Whatever the reason, Operation Dynamo was a near-miraculous deliverance. The original British plans had been to rescue 45,000 soldiers within an expected two days’ grace before advancing German armies arrived. In the end, a total of 338,226 soldiers (198,229 British and 139,997 French) were rescued over nine whole days.
Miracle of deliverance
In Churchill’s famous ‘We shall fight on the beaches’ speech to Parliament on 4 June 1940, he said: ‘A week ago today, I feared it would be my hard lot to announce the greatest military disaster in our long history. The whole root and core and brain of the British Army seemed about to perish or to be led into captivity … But there was a victory inside this deliverance, which should be noted’.
This ‘miracle of deliverance’ was ascribed to the RAF, although the nation knew it was not by might of men alone that so many were rescued against such odds. The day of prayer had galvanised people to petition a higher power, one who could turn the heart of the enemy as ‘water in the king’s hand’.
It was a miracle indeed. The prayer had been answered, just as other similar national prayers had worked deliverance – the failed attempt by the Spanish Armada to invade England 300 years previously, for example.
The resonances with the Exodus story are evident. The people of Israel, retreating from Egypt, are locked between the Red Sea and Pharaoh’s superior forces. The cloud of God remains behind the people of Israel, protecting their backs and terrorising the enemy (Exodus 14:24-25); slowing down the Egyptians as Israel goes forward in a march of miraculous deliverance through the parted waters of the sea.
‘The enemy said: I will pursue, I will overtake… But you have led in your steadfast love the people whom you have redeemed’ (Exodus 15:1-18). But the underlying lesson of that distant event is far deeper than national deliverance from military enemies. It vividly portrays, in typological form, the salvation from sin that is obtained through faith in Jesus Christ.

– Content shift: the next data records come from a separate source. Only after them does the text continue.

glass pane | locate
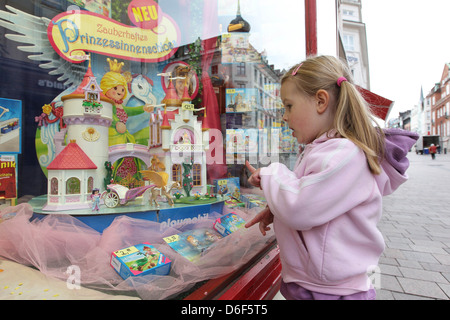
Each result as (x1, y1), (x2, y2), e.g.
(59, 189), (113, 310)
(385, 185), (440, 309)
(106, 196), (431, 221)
(0, 0), (336, 196)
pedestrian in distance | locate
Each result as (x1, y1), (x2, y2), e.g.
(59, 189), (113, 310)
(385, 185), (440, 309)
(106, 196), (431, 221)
(429, 143), (437, 160)
(246, 56), (418, 300)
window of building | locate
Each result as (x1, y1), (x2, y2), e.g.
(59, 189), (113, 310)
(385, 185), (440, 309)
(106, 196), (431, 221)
(66, 177), (80, 194)
(343, 34), (355, 51)
(192, 163), (202, 187)
(172, 164), (182, 183)
(236, 62), (247, 76)
(87, 177), (94, 193)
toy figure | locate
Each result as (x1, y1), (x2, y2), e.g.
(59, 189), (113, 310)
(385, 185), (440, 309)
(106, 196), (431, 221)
(186, 236), (198, 248)
(91, 188), (100, 212)
(205, 231), (218, 242)
(139, 170), (181, 207)
(100, 58), (153, 145)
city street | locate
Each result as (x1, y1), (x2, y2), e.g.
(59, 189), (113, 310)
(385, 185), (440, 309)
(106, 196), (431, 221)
(378, 152), (450, 300)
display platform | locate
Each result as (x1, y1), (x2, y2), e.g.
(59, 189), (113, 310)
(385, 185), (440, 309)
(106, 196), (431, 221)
(28, 195), (225, 233)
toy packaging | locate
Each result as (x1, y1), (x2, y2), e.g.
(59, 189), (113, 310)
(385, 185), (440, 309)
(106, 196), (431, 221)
(164, 228), (222, 262)
(240, 193), (267, 209)
(225, 198), (245, 209)
(111, 242), (172, 279)
(214, 212), (245, 237)
(214, 177), (241, 199)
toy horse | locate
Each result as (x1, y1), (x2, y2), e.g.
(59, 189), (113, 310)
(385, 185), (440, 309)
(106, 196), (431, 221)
(139, 170), (181, 208)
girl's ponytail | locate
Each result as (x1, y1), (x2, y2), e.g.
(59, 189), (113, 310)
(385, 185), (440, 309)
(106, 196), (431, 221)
(281, 56), (384, 174)
(334, 81), (384, 174)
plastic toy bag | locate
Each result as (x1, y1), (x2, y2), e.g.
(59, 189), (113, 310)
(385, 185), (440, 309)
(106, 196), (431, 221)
(0, 204), (274, 300)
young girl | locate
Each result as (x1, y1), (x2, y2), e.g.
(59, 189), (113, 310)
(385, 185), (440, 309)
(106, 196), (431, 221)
(246, 56), (417, 299)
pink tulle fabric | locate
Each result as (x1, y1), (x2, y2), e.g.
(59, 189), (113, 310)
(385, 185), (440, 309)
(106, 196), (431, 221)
(0, 203), (274, 300)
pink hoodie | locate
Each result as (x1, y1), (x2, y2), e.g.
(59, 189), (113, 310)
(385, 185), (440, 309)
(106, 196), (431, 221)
(261, 131), (417, 295)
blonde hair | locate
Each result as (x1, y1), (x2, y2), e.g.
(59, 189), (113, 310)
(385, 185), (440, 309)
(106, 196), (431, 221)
(281, 56), (384, 174)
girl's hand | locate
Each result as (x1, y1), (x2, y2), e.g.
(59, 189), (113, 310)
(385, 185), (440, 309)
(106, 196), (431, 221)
(245, 160), (262, 190)
(144, 104), (155, 113)
(245, 207), (273, 236)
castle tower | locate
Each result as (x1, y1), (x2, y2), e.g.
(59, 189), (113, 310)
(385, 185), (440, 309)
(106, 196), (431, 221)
(61, 61), (113, 190)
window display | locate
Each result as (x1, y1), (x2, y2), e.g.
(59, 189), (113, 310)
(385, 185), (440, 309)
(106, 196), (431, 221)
(0, 0), (308, 298)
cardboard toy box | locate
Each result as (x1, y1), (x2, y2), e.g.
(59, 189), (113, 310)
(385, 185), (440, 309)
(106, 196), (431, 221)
(214, 212), (245, 237)
(163, 228), (222, 262)
(240, 193), (267, 209)
(111, 242), (172, 279)
(213, 177), (241, 199)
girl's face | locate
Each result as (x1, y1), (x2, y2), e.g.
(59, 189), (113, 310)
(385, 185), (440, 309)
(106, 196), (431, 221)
(281, 80), (323, 144)
(106, 85), (125, 100)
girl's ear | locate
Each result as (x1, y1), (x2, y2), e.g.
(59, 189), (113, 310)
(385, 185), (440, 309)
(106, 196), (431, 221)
(316, 89), (330, 114)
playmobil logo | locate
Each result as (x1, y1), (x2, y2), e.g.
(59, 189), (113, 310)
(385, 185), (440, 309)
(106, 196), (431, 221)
(159, 213), (209, 231)
(47, 6), (181, 63)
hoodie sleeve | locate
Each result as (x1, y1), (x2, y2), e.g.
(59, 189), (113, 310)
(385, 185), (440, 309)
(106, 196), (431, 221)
(376, 129), (419, 196)
(261, 139), (376, 231)
(384, 129), (419, 175)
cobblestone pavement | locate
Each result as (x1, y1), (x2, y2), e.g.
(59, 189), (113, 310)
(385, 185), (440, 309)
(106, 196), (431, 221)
(378, 152), (450, 300)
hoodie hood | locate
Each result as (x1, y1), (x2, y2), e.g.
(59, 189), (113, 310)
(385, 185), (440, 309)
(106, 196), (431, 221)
(375, 129), (419, 196)
(384, 129), (419, 175)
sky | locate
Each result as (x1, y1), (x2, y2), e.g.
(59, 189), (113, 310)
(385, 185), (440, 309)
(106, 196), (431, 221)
(219, 0), (450, 122)
(364, 0), (450, 118)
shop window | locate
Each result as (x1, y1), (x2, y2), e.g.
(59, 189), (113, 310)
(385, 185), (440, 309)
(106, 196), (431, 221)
(66, 178), (80, 194)
(192, 163), (202, 187)
(172, 164), (181, 183)
(88, 177), (94, 193)
(50, 178), (58, 195)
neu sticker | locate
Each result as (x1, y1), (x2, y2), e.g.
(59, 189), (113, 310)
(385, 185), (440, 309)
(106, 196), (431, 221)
(128, 0), (163, 30)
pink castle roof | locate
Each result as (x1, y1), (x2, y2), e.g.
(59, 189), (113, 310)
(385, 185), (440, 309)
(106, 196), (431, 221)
(47, 141), (97, 170)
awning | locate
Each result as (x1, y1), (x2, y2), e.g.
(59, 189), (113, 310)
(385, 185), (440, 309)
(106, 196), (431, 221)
(356, 86), (395, 120)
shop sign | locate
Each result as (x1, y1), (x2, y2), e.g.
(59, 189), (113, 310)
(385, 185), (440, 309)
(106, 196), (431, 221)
(47, 5), (180, 63)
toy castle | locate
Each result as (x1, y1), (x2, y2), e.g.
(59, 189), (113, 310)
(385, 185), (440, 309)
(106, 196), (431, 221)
(43, 59), (209, 211)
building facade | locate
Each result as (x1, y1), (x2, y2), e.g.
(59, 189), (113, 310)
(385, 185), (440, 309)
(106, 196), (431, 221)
(338, 0), (370, 90)
(426, 63), (450, 151)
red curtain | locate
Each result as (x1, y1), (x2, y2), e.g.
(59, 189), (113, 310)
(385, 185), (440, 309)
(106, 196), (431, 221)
(201, 0), (227, 180)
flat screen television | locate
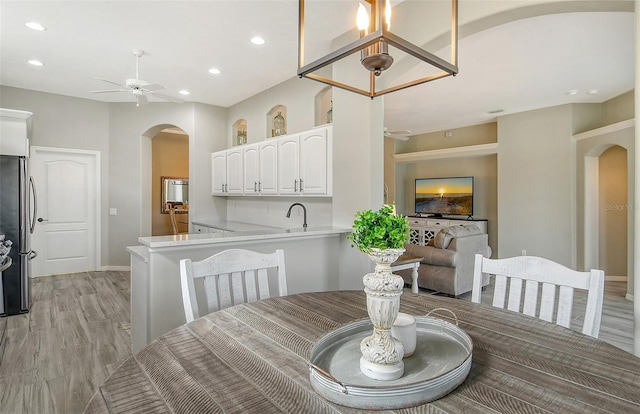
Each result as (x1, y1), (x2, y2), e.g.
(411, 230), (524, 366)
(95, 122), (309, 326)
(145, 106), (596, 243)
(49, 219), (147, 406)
(415, 177), (473, 217)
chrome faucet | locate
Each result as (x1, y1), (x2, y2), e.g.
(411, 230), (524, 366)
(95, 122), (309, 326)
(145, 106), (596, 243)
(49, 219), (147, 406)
(287, 203), (307, 229)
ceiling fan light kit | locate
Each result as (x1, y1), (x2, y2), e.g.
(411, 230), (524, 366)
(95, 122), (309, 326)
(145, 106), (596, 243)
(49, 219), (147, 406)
(91, 49), (184, 106)
(297, 0), (458, 99)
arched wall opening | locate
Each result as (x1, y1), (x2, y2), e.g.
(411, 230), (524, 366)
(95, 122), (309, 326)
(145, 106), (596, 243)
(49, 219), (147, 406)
(584, 144), (632, 281)
(140, 124), (192, 236)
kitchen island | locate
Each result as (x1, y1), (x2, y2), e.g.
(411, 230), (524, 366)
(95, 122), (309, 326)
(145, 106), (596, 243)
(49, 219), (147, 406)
(127, 226), (350, 352)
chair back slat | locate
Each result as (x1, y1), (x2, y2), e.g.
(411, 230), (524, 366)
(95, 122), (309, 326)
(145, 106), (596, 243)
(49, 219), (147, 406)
(258, 269), (271, 299)
(539, 283), (556, 322)
(231, 272), (247, 305)
(556, 286), (573, 328)
(244, 269), (258, 302)
(522, 280), (538, 316)
(582, 269), (604, 338)
(492, 275), (507, 309)
(507, 277), (522, 312)
(471, 255), (604, 338)
(180, 249), (288, 322)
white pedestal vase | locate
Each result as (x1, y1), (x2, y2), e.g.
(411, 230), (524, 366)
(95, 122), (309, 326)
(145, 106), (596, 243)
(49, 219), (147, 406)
(360, 249), (404, 381)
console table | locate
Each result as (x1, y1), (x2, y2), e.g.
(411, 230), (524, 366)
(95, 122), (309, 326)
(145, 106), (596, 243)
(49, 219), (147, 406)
(391, 254), (424, 293)
(408, 216), (487, 246)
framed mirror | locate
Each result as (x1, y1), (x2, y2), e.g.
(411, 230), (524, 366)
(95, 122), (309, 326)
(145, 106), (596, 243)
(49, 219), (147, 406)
(160, 177), (189, 214)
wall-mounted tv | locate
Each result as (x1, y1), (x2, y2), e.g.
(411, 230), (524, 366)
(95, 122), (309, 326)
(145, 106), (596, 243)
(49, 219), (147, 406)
(415, 177), (473, 217)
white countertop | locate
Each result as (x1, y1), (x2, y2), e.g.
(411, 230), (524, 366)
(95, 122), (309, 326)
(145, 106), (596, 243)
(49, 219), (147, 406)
(191, 220), (282, 231)
(134, 226), (351, 252)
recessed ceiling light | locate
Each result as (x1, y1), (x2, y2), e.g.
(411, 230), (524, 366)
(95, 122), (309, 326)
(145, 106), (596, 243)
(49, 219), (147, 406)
(24, 22), (47, 32)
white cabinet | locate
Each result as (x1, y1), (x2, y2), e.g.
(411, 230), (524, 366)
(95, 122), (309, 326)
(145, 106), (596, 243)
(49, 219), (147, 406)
(300, 128), (331, 195)
(243, 141), (278, 195)
(242, 144), (260, 195)
(211, 151), (227, 195)
(278, 127), (333, 195)
(211, 126), (333, 196)
(211, 148), (242, 195)
(258, 141), (278, 194)
(0, 108), (33, 157)
(278, 135), (300, 195)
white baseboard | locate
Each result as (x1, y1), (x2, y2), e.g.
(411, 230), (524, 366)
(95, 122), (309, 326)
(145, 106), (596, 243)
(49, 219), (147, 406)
(100, 266), (131, 272)
(604, 275), (627, 282)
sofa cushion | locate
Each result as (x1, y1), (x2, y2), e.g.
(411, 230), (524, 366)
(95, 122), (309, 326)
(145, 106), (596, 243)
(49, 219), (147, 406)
(433, 227), (453, 249)
(433, 224), (482, 249)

What if the UK were to gather again in prayer, crying out in repentance to the Lord? The pattern shown in Scripture suggests that God would have mercy on us, as he had on Israel, and as he had, in temporal terms, on those 380,000 soldiers 70 years ago.
But who is our enemy? There’s no aggressor baying for our blood, no flotilla waiting to invade. Materially, we have probably ‘never had it so good’ as a nation, recession notwithstanding.
Our real enemies are sin and Satan, manifested in widespread atheism, hedonism, immorality, selfishness and idolatry. Truly ‘we wrestle not against flesh and blood’ (Ephesians 6:12), but ‘the weapons of our warfare are not carnal, but mighty through God to the pulling down of strongholds’ (2 Corinthians 10:4).
So, would the UK ever again consider a national day of prayer? The nearest we got to it was on 12 September 2001, as we showed solidarity with the USA after its 9/11 atrocities.
The prayers of the remnant – God’s people, saved through faith in Christ – must be offered up continually. We must pray for our monarch, heads of state, politicians, those running the media and all our institutions. The enemy is no longer without: he is within our very shores. Pray for another miracle of deliverance!